In order to satisfy consumers’ expectations of bakery goods and anticipate developments in market demands, sensory analysis as a science is placed at the baker’s disposal and permits a qualitative approach.
This article takes a look at the analytical methods based on the assessment capabilities of a consumers’ panel, as opposed to protocols relying upon experienced or expert panellists
Hedonic or assessment test
The consumer test reserved for ‘naive’ consumers is the most commonly used method. It is based on factors relating to the product’s assessment (by means of a scale) and generally on the consumer’s repeat purchase intentions.
Differentiation tests may be used to measure whether a difference is perceptible between the existing products.
- duo-trio: each panellist is presented with three products from two batches, one of them being marked as the control.
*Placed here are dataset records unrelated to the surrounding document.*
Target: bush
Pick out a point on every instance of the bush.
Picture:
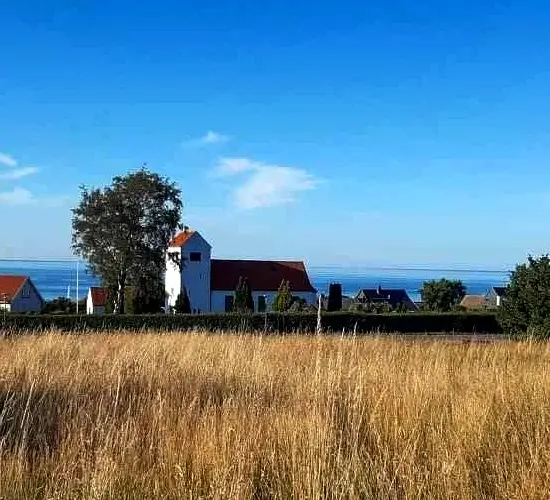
(276, 323)
(525, 309)
(334, 297)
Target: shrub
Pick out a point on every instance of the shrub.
(334, 297)
(525, 309)
(276, 322)
(283, 299)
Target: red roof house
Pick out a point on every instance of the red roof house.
(96, 300)
(263, 275)
(18, 294)
(211, 283)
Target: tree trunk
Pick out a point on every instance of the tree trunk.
(119, 301)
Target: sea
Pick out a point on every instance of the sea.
(55, 278)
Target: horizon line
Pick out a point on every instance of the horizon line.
(406, 268)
The panellist is tasked with finding the one that matches the control out of the remaining two products.
- 2 out of 5: each panellist is presented with two identical products and three different ones and is asked to identify the two that are identical.
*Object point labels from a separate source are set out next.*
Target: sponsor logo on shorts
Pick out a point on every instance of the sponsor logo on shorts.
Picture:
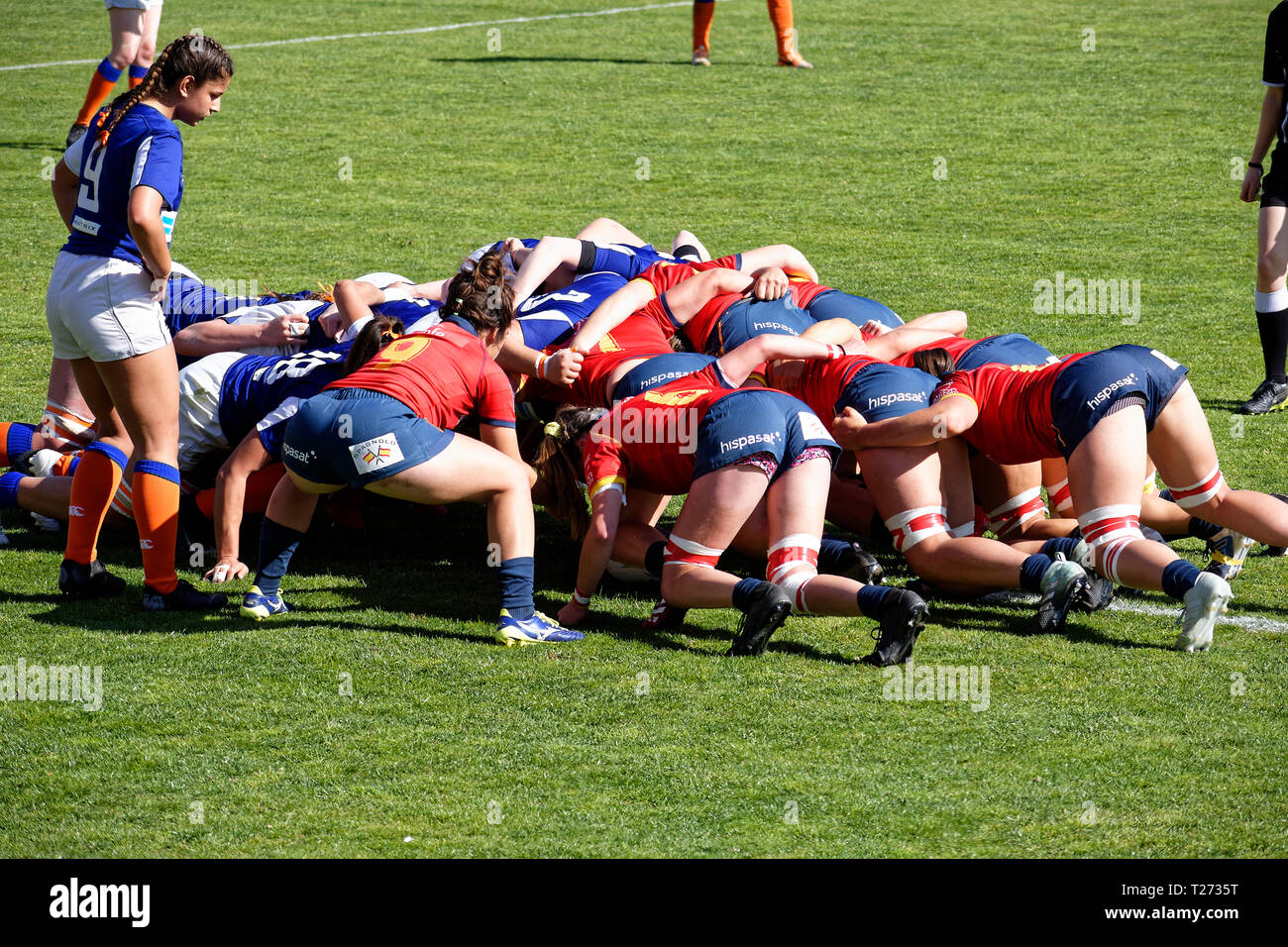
(894, 397)
(768, 438)
(376, 454)
(303, 457)
(1104, 393)
(760, 328)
- triangular test (the most commonly used method – Standard ISO 4120, 2004): three products, two of which are identical, are presented to the panellist. Six presentation combinations are possible and distributed randomly among the panellists. The panellist is required to identify the product that is different.
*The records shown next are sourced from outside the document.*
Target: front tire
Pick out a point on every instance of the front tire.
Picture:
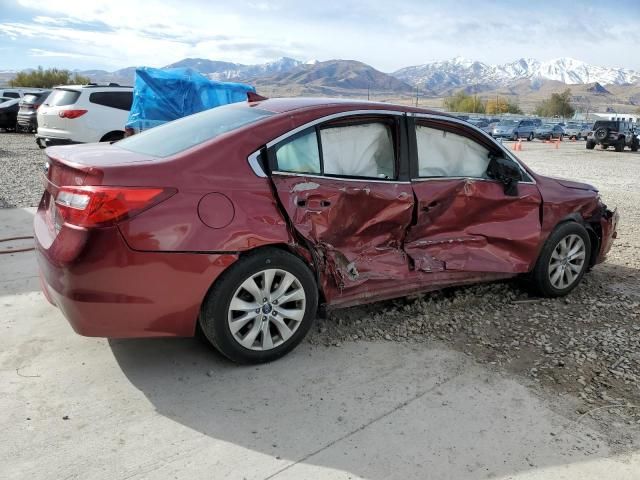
(261, 307)
(563, 261)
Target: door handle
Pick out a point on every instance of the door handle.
(430, 206)
(314, 204)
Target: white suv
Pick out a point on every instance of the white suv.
(84, 114)
(17, 92)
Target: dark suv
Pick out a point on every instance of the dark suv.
(616, 133)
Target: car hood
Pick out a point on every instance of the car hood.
(575, 185)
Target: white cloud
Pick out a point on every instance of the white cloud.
(37, 52)
(387, 36)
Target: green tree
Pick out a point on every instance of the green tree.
(461, 102)
(558, 105)
(500, 105)
(41, 78)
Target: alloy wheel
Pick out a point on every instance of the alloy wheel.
(567, 261)
(267, 309)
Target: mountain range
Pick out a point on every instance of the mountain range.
(432, 78)
(525, 80)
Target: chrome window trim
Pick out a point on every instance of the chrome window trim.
(341, 179)
(255, 164)
(475, 179)
(473, 127)
(333, 116)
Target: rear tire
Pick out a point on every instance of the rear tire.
(563, 261)
(264, 329)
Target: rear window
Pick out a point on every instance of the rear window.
(119, 100)
(605, 125)
(187, 132)
(60, 97)
(33, 97)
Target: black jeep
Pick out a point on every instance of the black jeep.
(616, 133)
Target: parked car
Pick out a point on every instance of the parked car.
(83, 114)
(28, 113)
(242, 218)
(489, 128)
(616, 133)
(478, 122)
(8, 113)
(549, 131)
(573, 130)
(514, 129)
The CATA method is especially worthwhile for the study of new products, outside the usual product’s universe, or even to obtain a quick, objective description of the products (Adams et al., 2007; Valentin et al., 2012).
The CATA analysis proceeds in two stages: a questionnaire is handed to each panellist. The panellists are asked to attribute descriptors to each product, then proceed to a factorial analysis of the results in order to obtain a map of the products’ relative positioning among those products tested.
Cross-referencing between the consumer and expert approaches helps to build a preference map (Risvik et al., 1994) and thus better understand and appreciate the consumers’ choices. It is a combination of these methods that helps to define the organoleptic characteristics of a product adapted to a certain target. In this sense, the baker is compelled to consider sensory analysis as a development tool in its own right.